Momentos não vividos...
Após algumas leituras, em meio ao tema arrependimento, e até mesmo o recomendado arrependimento antes de morrer, eu tive a oportunidade (sinceramente
agradeço por isso) de poder acompanhar/observar bem de perto o período de
sofrimento, desprendimento material, resgate afetivo, convívio e reconhecimento
da colaboração, dedicação, amor, enfim a tantos sentimentos despertados e
percebidos pelo meu pai.
Envolvida em um ritmo diferente, acelerado, em um período de
grande tristeza, em que até a correnteza de um rio poderia mesmo mudar o seu
sentido que eu não me mostraria nem um pingo
surpresa, momento quase infinito em que sentiria um torpor pela ausência, por
não conseguir trazer os bons momentos de volta, não poder mais compartilhar a minha
insegurança, pedir conselhos a fim de receber palavras e gestos carregados de
experiência (mesmo não apreciando muito ouvir certas desaprovações acerca das
minhas constantes aventuras... Ah, saudade que quase me faz perder o foco!) –
Somente agora consigo, bem lentamente, relembrar alguns dos diversos momentos
de convivência e conflitos que me fazem despertar para o registro de grandes
aprendizados.
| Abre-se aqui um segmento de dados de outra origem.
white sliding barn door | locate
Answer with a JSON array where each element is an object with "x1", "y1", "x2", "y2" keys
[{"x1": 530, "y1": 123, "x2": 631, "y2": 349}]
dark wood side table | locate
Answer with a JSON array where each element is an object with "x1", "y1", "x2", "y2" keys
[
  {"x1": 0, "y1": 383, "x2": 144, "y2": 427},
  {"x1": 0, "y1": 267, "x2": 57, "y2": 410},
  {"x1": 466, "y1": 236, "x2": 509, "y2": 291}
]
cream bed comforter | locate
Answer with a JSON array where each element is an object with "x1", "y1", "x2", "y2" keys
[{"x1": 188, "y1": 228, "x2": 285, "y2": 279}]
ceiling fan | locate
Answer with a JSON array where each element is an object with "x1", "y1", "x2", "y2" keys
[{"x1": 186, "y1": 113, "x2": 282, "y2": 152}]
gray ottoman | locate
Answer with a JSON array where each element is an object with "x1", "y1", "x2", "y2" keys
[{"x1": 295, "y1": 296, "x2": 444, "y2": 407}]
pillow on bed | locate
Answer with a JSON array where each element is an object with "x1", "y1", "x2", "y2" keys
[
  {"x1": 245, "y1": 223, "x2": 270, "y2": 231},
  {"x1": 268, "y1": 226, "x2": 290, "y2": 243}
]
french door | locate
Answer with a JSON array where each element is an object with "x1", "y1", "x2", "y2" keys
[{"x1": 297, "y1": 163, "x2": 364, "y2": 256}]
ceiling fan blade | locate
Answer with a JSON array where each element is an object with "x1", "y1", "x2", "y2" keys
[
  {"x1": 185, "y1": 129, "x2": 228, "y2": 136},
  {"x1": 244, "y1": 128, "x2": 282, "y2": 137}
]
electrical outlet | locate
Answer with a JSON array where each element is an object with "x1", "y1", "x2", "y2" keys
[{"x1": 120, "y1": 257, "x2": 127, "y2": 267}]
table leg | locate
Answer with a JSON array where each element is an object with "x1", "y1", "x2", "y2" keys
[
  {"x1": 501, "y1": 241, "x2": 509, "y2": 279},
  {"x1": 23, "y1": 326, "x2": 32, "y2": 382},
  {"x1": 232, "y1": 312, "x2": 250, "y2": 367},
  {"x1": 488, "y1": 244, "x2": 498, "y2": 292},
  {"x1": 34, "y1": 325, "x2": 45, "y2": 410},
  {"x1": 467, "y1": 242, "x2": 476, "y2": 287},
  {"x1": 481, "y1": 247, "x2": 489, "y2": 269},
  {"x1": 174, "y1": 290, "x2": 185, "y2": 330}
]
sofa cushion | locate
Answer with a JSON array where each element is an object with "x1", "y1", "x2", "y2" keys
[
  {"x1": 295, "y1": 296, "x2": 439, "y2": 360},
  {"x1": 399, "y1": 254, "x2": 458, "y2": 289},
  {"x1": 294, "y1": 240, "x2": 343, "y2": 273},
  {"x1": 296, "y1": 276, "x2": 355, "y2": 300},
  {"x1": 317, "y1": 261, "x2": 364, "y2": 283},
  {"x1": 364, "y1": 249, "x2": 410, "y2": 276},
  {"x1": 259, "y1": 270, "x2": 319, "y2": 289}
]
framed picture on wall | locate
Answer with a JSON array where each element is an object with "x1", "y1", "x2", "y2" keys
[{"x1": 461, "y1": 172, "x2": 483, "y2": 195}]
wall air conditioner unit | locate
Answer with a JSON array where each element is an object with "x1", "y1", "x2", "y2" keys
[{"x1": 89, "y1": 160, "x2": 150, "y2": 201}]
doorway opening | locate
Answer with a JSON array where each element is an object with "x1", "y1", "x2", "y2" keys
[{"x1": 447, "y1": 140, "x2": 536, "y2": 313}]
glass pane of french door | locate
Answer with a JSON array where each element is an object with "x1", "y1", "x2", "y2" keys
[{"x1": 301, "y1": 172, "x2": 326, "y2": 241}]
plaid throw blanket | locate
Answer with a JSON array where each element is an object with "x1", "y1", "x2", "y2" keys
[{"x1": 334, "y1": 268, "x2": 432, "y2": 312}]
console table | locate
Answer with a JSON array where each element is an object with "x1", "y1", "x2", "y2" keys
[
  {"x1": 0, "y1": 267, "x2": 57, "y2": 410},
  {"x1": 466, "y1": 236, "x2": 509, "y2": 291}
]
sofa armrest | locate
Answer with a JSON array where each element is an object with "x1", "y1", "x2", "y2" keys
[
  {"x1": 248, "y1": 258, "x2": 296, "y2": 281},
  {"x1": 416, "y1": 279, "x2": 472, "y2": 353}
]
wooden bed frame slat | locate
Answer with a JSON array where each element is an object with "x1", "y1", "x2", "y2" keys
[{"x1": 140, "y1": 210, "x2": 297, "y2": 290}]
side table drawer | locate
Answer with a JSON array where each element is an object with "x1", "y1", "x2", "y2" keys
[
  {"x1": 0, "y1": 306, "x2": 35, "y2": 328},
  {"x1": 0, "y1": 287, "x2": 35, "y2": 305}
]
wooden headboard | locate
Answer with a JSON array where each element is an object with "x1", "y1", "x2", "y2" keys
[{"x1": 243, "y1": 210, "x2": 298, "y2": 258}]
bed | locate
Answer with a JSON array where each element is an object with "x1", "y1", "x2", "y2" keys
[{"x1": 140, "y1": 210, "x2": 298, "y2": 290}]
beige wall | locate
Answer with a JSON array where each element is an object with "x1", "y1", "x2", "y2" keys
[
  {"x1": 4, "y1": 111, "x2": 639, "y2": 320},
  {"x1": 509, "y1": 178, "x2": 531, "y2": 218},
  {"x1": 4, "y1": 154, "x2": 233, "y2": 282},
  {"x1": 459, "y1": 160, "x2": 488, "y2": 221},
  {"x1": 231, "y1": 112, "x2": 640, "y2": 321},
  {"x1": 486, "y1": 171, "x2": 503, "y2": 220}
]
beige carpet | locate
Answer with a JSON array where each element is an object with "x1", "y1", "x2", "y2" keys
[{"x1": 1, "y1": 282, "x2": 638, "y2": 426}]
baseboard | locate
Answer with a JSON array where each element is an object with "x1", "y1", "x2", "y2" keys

Quanta força nós temos e tampouco percebemos o quanto podemos nos
doar...
Foram dois anos de cuidados paliativos. Uma grande luta de um
grande homem. Em seus vários diálogos, pensamentos, frases soltas e delírios,
ele sempre frisou certos arrependimentos. Por mais incrível que possa parecer,
esse cuidado em deixar claro o que sentia despertou em mim certa curiosidade e,
ao conhecer o trabalho de Bronnie Ware, cuja experiência descreveu em seu livro
Antes de Partir, tive a certeza de que deveria acompanhar esse momento. Era doloroso,
porém preciso. Era incerto. Era urgente.
Pode até parecer um tanto irônico, entretanto o modo como
foram explicitados os sentimentos dele tornaram aqueles momentos tensos em
confortantes e belos pelo modo como foram recebidos e interpretados por toda a
família. A ternura das palavras, a confissão de um sentimento tão íntimo, a
preocupação com a própria ausência, conseguir admitir o quanto poderia ter
aproveitado os momentos em família, ter a clareza da beleza da vida em família,
as viagens e passeios não realizados, os amigos que poderia ter visitado mais
vezes, os amigos que deixou de visitar, ter a consciência de que trabalhou
demais, e que já havia reclamado de algo que sequer conhecia profundamente...
Isto é apenas o começo de uma história de vida de uma pessoa
muito inteligente, criativa, de gênio difícil, mas que conseguiu reconhecer as suas
falhas, a bondade no próximo e agradecer aos amigos no momento oportuno, bem
como antes de partir.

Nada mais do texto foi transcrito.